Harvesting and shucking by hand as I walk down the rows is quite an experience, the knowledge gained cannot be underestimated even given the heat and humidity. Doing this work by hand puts me back in touch with the earth and gives me a whole new respect for the entity that is corn and the uniqe symbosis that exists between corn and humans and the role that corn and other grains have played in our 10,000 years of agricultural civilization. This also gives me an opporotunity to test every plant in the plot for agronomic traits I might miss by using a corn picker or having my crop combined. I litterally touched and tested and observed every plant in the field and every kernal on the cobs, looking for those traits which would lend it most easily to self sustainable organic agriculture; drought tolerance, standability, production, and more. The seed was planted exceptionally early this year on April 5'th in cold and wet conditions, the stands were full giving me access to a plethora of traits for cool/wet soil germination and tolerance, it also survived at least two frosts early in the season. This also gives the opporotunity to eliminate any molds or fungus from the corn crib prior to it's introduction to that important cache of feed and seed. It would be my guess that the value of the gnosis (knowledge) gained in this intensive environment would have to be equal to 10 years of harvesting and open pollinated corn by way of a picker (and making mass selection from a corn crib) or a lifetime of growing F1 hybrids or gmo's and harvesting via combine. Did I mention we also hand planted it and hand side dressed it with turkey compost which we hand turned on the farm? It doesn't get any more intensive or sustainable than that! The seed that doesn't make the cut now becomes animal feed and the cobs become bedding for the turkey coops. There are still two acres of corn left to harvest. Those ears in the floor of the corn crib are secondary yellow ears of Astronomy Domine as I have not yet got a picture up of the first haul of "feed" corn that is currently drying in the crib, those hung on the wall are "Amanda Palmer" seed donors which meet my expectations, mind you, only from one of the three interbreeding plots.

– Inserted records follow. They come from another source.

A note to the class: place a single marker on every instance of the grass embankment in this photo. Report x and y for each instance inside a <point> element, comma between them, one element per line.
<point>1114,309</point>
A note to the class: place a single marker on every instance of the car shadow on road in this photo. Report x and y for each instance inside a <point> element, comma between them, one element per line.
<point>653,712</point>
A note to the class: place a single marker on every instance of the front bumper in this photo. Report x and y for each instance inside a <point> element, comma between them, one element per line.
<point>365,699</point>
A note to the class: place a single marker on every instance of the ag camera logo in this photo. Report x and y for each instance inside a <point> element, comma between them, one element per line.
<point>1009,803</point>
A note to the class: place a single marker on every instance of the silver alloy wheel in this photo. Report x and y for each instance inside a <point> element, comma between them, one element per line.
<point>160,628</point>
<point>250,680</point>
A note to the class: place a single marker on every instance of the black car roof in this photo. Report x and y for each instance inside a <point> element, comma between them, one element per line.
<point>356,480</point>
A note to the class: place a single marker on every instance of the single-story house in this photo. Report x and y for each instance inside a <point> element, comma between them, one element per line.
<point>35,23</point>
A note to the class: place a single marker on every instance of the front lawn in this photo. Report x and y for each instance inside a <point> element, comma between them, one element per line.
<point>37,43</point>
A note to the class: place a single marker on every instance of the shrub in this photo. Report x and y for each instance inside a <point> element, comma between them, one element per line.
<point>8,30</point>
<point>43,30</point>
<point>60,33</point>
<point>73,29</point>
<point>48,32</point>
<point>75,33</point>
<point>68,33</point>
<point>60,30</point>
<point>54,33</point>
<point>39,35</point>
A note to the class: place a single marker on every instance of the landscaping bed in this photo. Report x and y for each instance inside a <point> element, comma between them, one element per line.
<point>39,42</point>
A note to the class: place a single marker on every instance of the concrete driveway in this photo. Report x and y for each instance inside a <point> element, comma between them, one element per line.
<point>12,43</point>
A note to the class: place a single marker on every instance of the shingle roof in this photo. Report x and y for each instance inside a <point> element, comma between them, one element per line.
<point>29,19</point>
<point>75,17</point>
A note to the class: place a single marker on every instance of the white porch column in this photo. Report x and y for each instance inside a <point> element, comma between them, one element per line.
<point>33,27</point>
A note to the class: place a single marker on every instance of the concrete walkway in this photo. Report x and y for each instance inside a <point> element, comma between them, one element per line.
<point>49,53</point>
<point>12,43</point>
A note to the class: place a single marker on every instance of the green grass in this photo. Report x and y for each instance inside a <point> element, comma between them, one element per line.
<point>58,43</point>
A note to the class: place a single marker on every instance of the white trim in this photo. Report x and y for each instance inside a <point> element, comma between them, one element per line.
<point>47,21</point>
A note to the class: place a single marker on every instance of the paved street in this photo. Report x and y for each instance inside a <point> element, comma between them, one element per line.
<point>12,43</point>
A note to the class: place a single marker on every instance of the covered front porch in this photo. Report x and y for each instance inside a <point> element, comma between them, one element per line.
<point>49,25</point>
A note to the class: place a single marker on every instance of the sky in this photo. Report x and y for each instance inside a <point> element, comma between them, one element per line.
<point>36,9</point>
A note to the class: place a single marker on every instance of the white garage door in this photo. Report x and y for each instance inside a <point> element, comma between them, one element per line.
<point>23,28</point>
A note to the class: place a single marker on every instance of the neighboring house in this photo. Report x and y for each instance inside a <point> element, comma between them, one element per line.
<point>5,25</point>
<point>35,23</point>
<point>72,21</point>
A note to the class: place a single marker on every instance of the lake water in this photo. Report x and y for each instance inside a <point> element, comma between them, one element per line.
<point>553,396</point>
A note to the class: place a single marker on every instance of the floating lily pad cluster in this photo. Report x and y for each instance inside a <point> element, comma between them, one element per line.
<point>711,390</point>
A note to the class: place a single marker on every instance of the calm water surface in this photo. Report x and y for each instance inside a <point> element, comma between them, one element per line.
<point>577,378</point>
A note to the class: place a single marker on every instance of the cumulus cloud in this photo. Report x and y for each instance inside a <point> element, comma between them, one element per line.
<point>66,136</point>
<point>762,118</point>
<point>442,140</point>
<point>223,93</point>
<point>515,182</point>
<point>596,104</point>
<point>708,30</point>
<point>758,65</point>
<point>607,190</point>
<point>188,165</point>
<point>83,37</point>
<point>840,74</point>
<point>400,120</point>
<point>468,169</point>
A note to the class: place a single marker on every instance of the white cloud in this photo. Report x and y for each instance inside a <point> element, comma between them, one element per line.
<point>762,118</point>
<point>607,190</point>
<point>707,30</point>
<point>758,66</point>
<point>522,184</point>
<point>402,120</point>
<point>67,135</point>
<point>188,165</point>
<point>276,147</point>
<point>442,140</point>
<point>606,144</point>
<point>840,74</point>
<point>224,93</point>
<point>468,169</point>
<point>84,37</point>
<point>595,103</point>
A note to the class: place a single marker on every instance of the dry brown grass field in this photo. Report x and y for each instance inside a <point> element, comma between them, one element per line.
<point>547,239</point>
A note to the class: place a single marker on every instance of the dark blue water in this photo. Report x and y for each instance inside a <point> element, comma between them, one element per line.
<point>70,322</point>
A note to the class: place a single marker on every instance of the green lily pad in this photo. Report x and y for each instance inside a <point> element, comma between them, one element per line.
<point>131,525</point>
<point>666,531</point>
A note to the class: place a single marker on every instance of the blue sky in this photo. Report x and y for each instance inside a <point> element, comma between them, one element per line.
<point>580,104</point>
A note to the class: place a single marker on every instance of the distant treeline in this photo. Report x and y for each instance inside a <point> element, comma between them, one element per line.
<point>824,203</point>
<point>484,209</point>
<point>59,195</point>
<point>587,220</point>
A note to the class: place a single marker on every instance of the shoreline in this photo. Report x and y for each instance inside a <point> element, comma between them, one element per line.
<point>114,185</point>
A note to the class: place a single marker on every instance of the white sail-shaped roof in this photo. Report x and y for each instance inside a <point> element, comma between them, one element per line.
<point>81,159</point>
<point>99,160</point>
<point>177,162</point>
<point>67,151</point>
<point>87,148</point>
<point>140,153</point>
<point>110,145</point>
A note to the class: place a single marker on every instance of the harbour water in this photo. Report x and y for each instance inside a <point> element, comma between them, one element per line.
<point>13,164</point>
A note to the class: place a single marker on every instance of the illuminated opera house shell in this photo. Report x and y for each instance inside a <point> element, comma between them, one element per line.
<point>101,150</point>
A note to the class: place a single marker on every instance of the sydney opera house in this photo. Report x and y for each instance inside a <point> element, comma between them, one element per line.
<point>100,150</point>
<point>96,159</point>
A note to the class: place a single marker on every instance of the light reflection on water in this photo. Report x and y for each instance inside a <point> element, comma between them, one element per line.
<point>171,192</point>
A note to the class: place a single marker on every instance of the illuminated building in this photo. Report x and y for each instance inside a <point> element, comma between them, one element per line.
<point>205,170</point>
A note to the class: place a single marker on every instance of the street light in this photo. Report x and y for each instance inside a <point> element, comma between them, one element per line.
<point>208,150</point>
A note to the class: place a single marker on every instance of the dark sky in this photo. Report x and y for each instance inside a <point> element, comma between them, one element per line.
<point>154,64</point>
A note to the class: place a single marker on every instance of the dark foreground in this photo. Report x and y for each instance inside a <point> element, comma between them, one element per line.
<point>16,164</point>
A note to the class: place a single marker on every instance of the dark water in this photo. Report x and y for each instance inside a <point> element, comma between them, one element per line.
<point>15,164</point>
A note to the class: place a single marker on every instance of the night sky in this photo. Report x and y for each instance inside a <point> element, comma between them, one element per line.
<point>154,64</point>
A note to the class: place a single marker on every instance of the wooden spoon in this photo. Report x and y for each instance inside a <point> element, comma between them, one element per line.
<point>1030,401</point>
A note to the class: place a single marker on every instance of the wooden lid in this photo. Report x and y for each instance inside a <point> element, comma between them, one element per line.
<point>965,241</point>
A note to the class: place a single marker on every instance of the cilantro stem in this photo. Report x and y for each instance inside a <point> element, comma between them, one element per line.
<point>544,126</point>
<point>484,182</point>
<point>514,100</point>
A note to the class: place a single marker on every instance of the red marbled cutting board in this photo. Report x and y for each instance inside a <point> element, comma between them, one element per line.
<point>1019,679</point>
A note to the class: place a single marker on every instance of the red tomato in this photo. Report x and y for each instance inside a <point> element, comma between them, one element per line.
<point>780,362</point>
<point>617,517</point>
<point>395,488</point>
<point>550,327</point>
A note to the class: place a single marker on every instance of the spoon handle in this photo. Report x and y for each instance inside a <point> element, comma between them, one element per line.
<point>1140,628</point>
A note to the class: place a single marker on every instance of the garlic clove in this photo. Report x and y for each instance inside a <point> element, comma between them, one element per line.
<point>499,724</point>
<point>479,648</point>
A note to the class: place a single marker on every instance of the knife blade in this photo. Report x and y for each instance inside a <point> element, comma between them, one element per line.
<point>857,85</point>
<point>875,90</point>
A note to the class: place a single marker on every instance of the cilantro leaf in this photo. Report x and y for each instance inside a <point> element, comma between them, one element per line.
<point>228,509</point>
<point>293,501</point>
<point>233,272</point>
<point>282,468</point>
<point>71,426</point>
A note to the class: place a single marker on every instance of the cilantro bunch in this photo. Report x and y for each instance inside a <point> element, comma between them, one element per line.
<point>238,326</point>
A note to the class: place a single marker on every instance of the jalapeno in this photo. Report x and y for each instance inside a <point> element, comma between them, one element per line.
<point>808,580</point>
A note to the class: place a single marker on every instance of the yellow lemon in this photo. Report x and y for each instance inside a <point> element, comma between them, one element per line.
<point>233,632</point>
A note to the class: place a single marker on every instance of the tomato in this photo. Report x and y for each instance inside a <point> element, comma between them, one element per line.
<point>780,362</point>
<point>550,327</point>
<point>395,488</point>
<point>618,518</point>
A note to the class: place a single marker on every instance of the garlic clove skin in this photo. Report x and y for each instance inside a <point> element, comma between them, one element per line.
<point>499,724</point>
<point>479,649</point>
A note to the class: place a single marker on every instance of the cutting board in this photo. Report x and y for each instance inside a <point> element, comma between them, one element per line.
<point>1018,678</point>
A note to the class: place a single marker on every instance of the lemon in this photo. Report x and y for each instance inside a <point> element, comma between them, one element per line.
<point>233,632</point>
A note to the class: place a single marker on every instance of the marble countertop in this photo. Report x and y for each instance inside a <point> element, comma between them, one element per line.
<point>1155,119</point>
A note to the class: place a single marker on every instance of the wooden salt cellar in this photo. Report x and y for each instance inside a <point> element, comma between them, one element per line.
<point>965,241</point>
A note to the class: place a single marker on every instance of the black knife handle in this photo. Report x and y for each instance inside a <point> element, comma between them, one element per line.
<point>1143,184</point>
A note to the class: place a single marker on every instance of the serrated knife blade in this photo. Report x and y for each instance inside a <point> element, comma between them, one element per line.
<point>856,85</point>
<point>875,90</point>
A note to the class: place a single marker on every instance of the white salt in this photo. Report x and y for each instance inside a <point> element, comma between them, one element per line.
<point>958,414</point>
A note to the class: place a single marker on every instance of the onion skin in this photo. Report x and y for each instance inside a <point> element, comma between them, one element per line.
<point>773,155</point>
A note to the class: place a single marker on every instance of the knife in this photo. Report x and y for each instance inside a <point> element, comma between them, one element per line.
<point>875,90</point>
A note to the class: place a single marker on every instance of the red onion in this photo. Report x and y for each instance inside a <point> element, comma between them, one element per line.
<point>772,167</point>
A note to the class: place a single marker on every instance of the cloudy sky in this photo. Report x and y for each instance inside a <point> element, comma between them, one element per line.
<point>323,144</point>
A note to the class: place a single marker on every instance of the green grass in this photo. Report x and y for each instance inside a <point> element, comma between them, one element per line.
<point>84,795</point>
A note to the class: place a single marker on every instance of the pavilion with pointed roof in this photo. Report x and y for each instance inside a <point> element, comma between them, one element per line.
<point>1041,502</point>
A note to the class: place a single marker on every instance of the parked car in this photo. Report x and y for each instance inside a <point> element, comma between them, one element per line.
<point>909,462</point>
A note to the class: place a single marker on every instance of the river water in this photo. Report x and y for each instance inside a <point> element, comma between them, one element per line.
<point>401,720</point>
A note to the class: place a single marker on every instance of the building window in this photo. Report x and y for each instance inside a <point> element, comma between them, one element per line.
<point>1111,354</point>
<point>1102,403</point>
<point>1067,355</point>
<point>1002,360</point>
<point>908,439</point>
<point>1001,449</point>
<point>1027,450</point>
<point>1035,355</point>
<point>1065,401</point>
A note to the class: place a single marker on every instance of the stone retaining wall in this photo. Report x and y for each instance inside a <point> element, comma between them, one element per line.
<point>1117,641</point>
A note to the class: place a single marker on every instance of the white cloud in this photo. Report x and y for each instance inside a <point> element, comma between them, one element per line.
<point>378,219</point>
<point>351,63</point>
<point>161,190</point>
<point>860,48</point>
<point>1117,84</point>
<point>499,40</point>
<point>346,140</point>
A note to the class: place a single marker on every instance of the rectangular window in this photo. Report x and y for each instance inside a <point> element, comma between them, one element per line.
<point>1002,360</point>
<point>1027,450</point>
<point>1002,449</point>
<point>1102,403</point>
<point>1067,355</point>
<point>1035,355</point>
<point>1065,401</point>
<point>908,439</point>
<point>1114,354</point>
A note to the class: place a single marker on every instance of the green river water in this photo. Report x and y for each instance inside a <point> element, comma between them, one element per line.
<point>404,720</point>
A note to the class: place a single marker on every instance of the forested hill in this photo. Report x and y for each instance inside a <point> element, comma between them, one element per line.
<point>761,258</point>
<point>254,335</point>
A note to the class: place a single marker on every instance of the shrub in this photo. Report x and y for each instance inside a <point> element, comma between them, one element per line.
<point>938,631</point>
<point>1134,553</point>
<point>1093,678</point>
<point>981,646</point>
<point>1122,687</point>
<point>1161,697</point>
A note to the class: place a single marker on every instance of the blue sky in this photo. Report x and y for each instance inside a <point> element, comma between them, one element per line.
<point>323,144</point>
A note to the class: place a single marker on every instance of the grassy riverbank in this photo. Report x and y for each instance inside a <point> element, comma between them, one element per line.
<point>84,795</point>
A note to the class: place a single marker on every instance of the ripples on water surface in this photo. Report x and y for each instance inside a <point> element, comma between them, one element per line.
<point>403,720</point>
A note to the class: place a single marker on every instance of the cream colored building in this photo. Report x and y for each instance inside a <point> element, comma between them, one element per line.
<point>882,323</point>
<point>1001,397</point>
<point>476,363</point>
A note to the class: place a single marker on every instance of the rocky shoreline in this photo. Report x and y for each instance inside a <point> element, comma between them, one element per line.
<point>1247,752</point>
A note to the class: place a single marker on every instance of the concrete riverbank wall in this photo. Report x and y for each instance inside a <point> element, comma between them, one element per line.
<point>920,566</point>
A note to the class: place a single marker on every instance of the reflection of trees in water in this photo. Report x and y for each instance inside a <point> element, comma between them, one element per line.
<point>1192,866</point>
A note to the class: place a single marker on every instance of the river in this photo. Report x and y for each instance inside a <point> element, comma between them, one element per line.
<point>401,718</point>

Next year we will persue both seed to row breeding plots and further mass selection, some of the flint derrivitives will be frozen for future research into sustainable flint lines.

I personally feel that the genetics preserved in these stocks are more than adequate to develop germplasm adaptable to global warming (whether man made or natural) or global cooling. As well we will be making selection based on taste in polenta, grits, flour, parching and more but the ultimate use of this corn as an adaptavar feed for our turkeys.

This particular genepool is made up of a number of corn parents, mostly southern dents and northeastern flints but also a very valuable day length neutral lowlan tuxpeno variety. Bloody Butcher, Reids Yellow Dent, Lancaster Surecrop, Cherokee White Eagle, Daemon Morgans Butcher, Boone County White, Johnson County White, Hickory King Yellow, and UK Tuxpeno make up the majority of the pollen contributions.

Seed will be available this fall via the Face Of The Earth Seed CSA and we will update photos and info as we continue to harvest into the fall.